Velocity Micro Makes an HPC Play

By Michael Feldman

October 9, 2008

The GPGPU phenomenon is continuing to attract lots of attention in the high performance computing community and is starting to bring some new players into the market. The introduction of commodity GPU processors offering teraflop-level performance suggests supercomputing can now be had for near-PC prices. The current challenge is to package those GPUs so that their power can be tapped by the average HPC practitioner.

The latest attempt at this comes from Velocity Micro, which until this week was known for its bleeding-edge PCs and desktop systems for power users, especially gaming enthusiasts. On Monday, the company jumped into the HPC market by launching a new line of NVIDIA Tesla GPU-accelerated HPC workstations. The products consist of customizable desktop systems based on Intel CPUs and NVIDIA’s newest C1060 card. The C1060 is based on NVIDIA’s 10-series GPU, which offers almost a teraflop of peak single precision performance (and around 100 gigaflops of double precision). With 4 GB of local memory, the C1060 has more than twice the capacity of NVIDIA’s first generation C870.

The Velocity workstations, which range in price from $3,995 to $16,995, come preloaded with the CUDA SDK (NVIDIA’s C programming framework for GPU computing), along with either Window XP or Fedora Core 8. The hardware is available in three basic configurations: an entry level system containing a dual- or quad-core Intel Core 2 processor and an optional C1060 Tesla card; a mid-level system with almost the same Intel CPU options, but up to two C1060s; and a high-end box with single- or dual-socket Xeon quad-core CPUs and up to three C1060s. The company rates the three configurations at 1, 2 and 3 teraflops, respectively, with the GPU card or cards providing most of the horsepower. NVIDIA Quadro GPUs are also available to drive video, enabling GPU computing and visualization to take place simultaneously.
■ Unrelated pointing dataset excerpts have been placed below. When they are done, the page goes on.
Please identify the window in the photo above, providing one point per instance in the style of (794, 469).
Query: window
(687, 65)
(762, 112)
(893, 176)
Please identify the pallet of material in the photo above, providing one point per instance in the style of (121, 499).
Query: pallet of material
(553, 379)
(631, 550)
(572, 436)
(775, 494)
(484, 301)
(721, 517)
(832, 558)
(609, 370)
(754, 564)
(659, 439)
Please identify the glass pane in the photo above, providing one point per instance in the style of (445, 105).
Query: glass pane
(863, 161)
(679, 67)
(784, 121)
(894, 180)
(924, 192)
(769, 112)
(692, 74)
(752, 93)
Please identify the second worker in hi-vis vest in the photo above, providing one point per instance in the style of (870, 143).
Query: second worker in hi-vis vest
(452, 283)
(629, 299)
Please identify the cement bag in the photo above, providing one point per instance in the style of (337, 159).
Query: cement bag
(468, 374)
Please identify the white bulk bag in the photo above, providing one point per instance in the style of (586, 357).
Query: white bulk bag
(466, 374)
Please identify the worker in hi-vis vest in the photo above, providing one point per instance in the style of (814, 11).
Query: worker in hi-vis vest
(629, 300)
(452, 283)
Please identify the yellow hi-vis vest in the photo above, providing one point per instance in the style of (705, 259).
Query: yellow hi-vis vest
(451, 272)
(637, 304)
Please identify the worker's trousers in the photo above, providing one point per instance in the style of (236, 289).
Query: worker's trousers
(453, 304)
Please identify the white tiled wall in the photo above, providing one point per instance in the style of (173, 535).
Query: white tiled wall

The three-teraflop configuration with dual qual-core Xeons, three Tesla cards and a Quadro GPU, consumes plenty of juice. In an attempt to max out the system, the Velocity engineers have been able to drive power consumption up to 950 watts, and that’s probably the most a real-world application would consume. The systems are all air-cooled, presumably very effectively, since hot chips are standard gear on most Velocity systems. In fact, for the company’s high-end consumer boxes, overclocking is fairly common, although not for the HPC product line.
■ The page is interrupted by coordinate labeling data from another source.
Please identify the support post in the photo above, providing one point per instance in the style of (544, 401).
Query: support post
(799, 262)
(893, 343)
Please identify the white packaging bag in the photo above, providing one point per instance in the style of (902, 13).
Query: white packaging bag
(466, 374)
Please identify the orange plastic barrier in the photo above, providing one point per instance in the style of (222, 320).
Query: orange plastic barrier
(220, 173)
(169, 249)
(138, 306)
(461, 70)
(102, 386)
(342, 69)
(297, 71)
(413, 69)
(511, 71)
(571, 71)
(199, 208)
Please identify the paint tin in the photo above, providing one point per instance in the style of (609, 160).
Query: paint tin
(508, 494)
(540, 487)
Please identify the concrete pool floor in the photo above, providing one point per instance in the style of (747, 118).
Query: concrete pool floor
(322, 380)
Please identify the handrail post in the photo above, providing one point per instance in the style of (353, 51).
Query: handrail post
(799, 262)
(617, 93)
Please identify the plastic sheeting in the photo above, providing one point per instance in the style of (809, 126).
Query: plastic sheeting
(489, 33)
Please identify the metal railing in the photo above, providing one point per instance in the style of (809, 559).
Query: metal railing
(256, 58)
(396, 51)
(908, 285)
The GPU-equipped machines are designed for typical HPC end-users: scientists, engineers and other technical analysts. Since HPC is new territory for Velocity, the company has partnered with James River Technical (JRT), a reseller that specializes in the HPC market. JRT facilitates deals for vendors like SGI, especially for the higher education and government markets. The Velocity-JRT partnership is an especially nice fit here since the lowest hanging fruit for these new workstations is likely to be researchers at universities and government labs.

These types of users have already shown a lot of interest in GPU-accelerated computing and are on the lookout for production-ready systems. According to JRT president Tom Mountcastle, many of their customers are constrained more by budget, than imagination. “This appeals to the research community because they like being out there on the edge,” he said.

On the other hand, since the machines will be on people’s desktops, the big government labs and the universities aren’t interested in inexpensive systems that lack vendor support, which chews up a lot of system administration time. In this area, Velocity has a good track record. Over the years, the company has collected numerous award for craftsmanship, service and reliability from the likes of PC Magazine, CNET, and PC World.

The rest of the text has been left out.